Why offensive security is the flagship
Pen testing is the hardest case for agentic AI today, which makes it the right shape for proving the substrate works:
- The cost of an agent doing the wrong thing is immediate and external — disruption to a target, a contract violation, an unauthorized probe of an out-of-scope asset.
- Authorization isn't binary; it's scoped, time-bounded, and conditional. Real engagements have rules of engagement. Most agent frameworks don't model them.
- Findings ship to clients. Hallucinated findings ship to clients too, unless something stops them. The cost of a fabricated vulnerability report is reputational damage that no amount of "the model's getting better" can recover.
- Engagements are ephemeral, parameterized, and compositional — exactly the surface a policy substrate has to express to be useful.
If ARA can make agents safe and accountable in offensive security, the same substrate covers softer use cases without modification.
Beyond offensive security
The same primitives generalize cleanly:
Customer-facing assistants
Armor encodes brand and safety posture. Trims encode per-customer scope and SLA. Weapons encode approved task playbooks. Audit ships to compliance.
Internal data platforms
Armor restricts the agent to permitted data domains. Trims represent per-query authorization.
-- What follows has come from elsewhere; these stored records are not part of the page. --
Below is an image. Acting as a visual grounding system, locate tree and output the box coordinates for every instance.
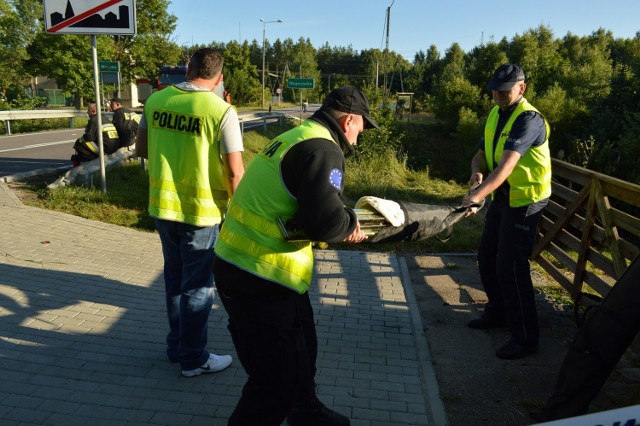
[222,41,262,105]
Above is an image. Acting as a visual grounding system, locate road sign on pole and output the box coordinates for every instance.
[287,78,316,89]
[44,0,136,35]
[98,61,120,72]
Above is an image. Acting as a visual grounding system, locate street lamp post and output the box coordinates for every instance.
[260,18,283,109]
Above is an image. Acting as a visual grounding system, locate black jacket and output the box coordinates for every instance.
[281,110,357,242]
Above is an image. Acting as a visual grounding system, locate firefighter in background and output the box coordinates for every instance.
[111,97,142,148]
[71,103,120,167]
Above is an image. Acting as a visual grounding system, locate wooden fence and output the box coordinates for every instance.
[531,160,640,303]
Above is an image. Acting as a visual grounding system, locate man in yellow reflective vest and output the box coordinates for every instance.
[136,48,244,377]
[463,64,551,359]
[213,86,378,426]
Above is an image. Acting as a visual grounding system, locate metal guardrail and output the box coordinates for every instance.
[0,109,285,135]
[0,109,113,135]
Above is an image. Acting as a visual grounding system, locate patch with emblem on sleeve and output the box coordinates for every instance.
[329,169,342,190]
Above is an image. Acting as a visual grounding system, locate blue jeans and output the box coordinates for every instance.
[156,219,218,370]
[478,195,546,346]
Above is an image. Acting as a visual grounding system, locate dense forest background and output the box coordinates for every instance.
[0,0,640,183]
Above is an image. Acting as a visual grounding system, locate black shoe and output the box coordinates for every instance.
[467,315,507,330]
[287,401,351,426]
[496,340,538,359]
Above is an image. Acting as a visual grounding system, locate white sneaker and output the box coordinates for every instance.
[182,354,231,377]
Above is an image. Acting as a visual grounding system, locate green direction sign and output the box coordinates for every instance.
[287,78,316,89]
[98,61,120,72]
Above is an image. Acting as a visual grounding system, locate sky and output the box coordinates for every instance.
[168,0,640,62]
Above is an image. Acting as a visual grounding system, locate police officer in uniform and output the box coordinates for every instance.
[463,64,551,359]
[136,48,244,377]
[214,86,378,426]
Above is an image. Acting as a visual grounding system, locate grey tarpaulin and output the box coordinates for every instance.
[356,191,484,243]
[278,185,484,243]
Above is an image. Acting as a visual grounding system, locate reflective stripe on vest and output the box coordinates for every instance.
[144,86,229,226]
[484,98,551,207]
[215,120,334,294]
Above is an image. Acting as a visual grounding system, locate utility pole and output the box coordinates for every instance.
[382,0,396,98]
[260,18,283,109]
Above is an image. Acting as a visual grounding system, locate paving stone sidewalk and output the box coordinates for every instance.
[0,183,446,426]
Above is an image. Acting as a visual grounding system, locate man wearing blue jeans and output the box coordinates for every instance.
[462,64,551,359]
[136,48,244,377]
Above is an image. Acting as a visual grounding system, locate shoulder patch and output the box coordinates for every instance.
[329,169,342,190]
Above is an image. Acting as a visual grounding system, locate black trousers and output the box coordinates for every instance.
[478,196,542,346]
[213,258,318,426]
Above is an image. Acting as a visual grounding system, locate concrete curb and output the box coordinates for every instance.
[396,256,448,426]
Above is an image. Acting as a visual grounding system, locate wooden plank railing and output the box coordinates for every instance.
[531,159,640,302]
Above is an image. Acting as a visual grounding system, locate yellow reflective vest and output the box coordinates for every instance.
[144,86,230,226]
[484,98,551,207]
[215,120,333,294]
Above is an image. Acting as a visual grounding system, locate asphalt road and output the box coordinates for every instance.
[0,104,320,176]
[0,129,83,176]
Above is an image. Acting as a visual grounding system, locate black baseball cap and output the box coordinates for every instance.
[322,86,380,129]
[487,64,524,90]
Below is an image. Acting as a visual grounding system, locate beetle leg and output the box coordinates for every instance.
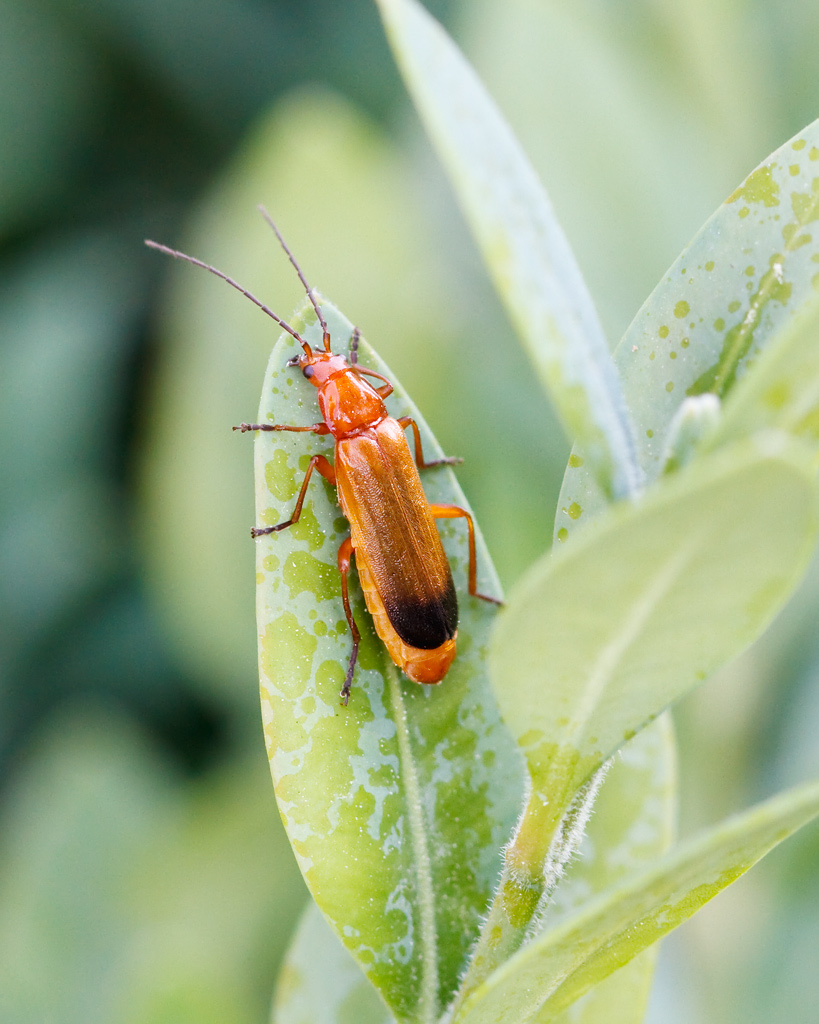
[250,455,336,537]
[398,416,467,468]
[355,364,392,398]
[233,423,330,434]
[349,327,361,367]
[429,505,504,604]
[339,537,361,708]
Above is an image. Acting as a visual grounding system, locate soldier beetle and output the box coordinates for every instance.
[145,207,502,705]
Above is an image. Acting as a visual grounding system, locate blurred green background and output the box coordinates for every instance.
[0,0,819,1024]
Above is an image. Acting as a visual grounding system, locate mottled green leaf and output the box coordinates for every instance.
[456,783,819,1024]
[378,0,640,495]
[556,121,819,541]
[271,903,393,1024]
[543,715,677,1024]
[256,303,521,1021]
[490,435,817,834]
[707,284,819,447]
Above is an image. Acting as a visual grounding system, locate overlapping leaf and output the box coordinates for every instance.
[378,0,640,495]
[256,303,521,1021]
[556,121,819,541]
[455,783,819,1024]
[490,435,817,824]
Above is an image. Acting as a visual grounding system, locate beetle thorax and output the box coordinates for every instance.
[318,360,389,439]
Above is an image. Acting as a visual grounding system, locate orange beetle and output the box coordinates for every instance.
[146,208,501,705]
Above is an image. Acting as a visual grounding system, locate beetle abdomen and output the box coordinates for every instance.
[336,418,458,663]
[384,577,458,650]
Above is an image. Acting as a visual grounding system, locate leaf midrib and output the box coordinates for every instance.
[385,659,438,1024]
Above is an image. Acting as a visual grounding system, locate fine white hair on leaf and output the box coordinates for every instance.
[523,758,614,945]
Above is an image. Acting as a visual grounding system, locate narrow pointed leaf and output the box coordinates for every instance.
[708,286,819,450]
[256,303,521,1021]
[456,783,819,1024]
[378,0,639,495]
[555,115,819,541]
[545,715,677,1024]
[490,435,817,824]
[270,902,393,1024]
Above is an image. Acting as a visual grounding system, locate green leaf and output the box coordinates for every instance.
[256,303,522,1021]
[707,290,819,449]
[378,0,640,495]
[456,783,819,1024]
[555,121,819,541]
[271,903,393,1024]
[490,435,817,821]
[454,434,817,993]
[544,715,677,1024]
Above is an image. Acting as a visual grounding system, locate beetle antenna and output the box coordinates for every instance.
[145,239,313,355]
[259,205,330,352]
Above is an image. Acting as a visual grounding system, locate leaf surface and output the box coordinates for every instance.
[379,0,639,495]
[555,121,819,541]
[490,435,817,827]
[256,303,521,1021]
[271,902,393,1024]
[456,783,819,1024]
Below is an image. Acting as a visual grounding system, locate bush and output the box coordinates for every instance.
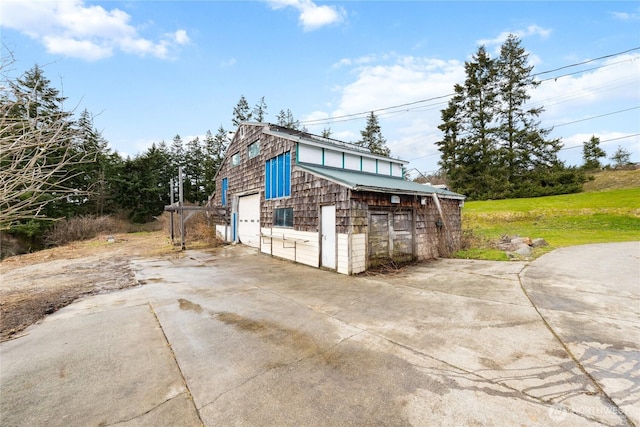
[45,216,128,246]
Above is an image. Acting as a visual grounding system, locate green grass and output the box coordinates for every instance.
[456,188,640,259]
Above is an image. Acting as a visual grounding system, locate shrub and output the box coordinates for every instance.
[45,216,128,246]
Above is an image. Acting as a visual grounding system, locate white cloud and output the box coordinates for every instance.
[611,12,640,22]
[0,0,189,61]
[266,0,346,31]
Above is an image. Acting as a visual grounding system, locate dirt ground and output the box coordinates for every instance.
[0,231,178,342]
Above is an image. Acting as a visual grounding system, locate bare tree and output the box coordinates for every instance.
[0,58,95,230]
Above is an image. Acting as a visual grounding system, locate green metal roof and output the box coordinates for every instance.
[296,163,465,200]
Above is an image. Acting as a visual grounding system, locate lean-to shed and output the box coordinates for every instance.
[211,122,464,274]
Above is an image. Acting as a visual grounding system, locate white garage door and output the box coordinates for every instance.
[238,194,260,248]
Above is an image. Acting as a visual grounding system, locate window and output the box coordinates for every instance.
[248,140,260,159]
[221,178,229,206]
[273,208,293,227]
[264,152,291,199]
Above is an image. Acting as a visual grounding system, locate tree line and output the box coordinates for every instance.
[0,56,388,246]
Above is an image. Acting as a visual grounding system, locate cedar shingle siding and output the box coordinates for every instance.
[212,123,464,274]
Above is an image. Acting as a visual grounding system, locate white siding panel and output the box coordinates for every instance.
[391,163,402,178]
[362,157,376,173]
[344,153,360,171]
[351,233,367,274]
[337,234,349,274]
[324,149,342,168]
[378,160,391,175]
[298,144,322,165]
[262,228,320,268]
[216,224,231,242]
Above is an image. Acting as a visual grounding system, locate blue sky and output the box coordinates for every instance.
[0,0,640,173]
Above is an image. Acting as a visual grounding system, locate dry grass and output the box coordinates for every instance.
[583,169,640,192]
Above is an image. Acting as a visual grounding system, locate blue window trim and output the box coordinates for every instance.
[264,152,291,200]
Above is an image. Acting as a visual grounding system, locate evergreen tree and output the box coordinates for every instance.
[610,145,631,169]
[437,36,584,199]
[184,137,206,204]
[231,95,251,127]
[72,109,110,215]
[170,135,186,171]
[356,111,391,157]
[276,109,300,130]
[437,46,502,198]
[252,96,267,123]
[497,35,561,193]
[582,135,607,170]
[114,143,171,223]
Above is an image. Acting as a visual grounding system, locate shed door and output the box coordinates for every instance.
[238,194,260,248]
[369,210,413,265]
[369,213,390,264]
[320,206,336,269]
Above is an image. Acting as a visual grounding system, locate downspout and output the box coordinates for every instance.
[431,193,447,229]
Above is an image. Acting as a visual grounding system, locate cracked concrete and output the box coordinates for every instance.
[0,244,640,426]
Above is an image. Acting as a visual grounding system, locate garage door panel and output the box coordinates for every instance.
[238,194,260,248]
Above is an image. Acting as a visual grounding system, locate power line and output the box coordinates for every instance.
[531,47,640,77]
[552,105,640,128]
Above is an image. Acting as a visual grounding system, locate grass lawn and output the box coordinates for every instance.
[456,181,640,260]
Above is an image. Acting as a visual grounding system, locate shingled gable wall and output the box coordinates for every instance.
[213,124,461,274]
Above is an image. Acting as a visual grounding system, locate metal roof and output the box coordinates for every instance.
[296,163,465,200]
[262,124,409,165]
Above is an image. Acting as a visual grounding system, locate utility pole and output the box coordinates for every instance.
[178,166,187,250]
[169,178,176,245]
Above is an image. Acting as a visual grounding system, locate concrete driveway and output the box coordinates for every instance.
[0,243,640,426]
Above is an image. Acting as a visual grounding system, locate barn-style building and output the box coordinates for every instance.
[211,122,464,274]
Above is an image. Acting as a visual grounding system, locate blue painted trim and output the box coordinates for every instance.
[231,212,238,242]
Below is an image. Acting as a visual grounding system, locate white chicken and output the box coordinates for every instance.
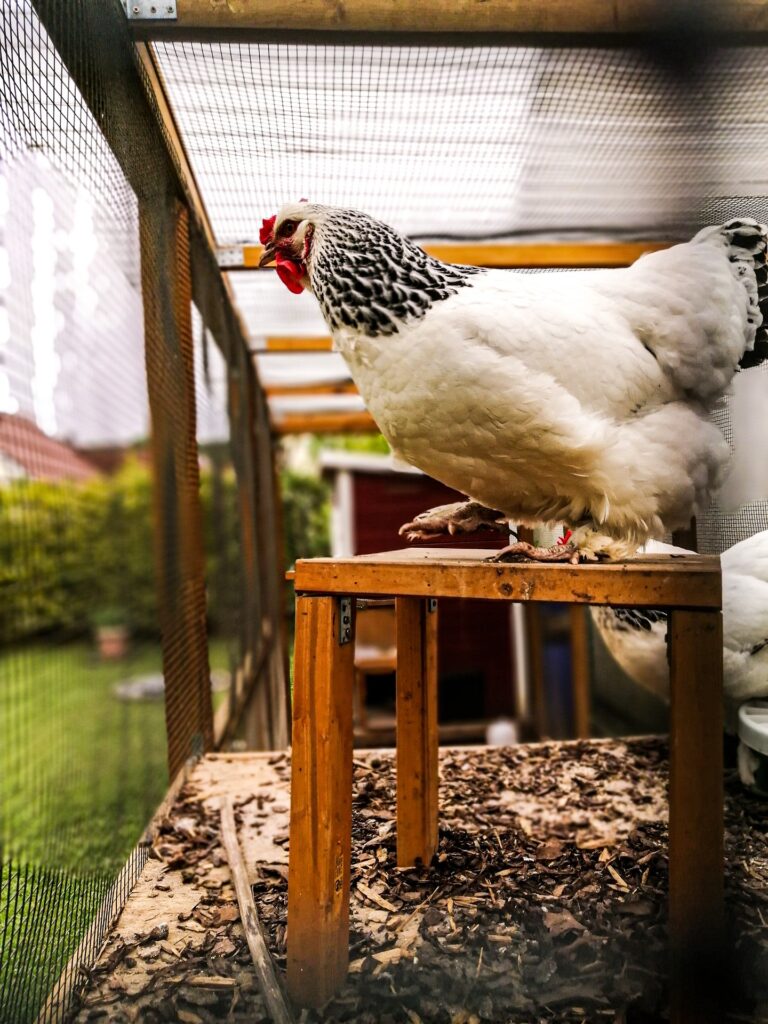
[261,202,768,561]
[591,530,768,784]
Weapons enforce the analytic playbook the agent must follow.
Regulated research
Provenance for every cited claim. Rate limits to satisfy upstream API agreements. Preflight to assert authorization is in place before any external request.
Long-running operations
Time-of-day enforcement for change windows. Stop conditions for budget caps. A first-use registry that lets operators sleep while the agent operates within rails they pre-approved.
ARA is not a wrapper for one runtime, one model, or one provider — it is a layer the runtime runs inside.
ARA is self-hosted, single-operator-friendly, and licensed for internal use under selective preview. We are open to investment and partnership opportunities.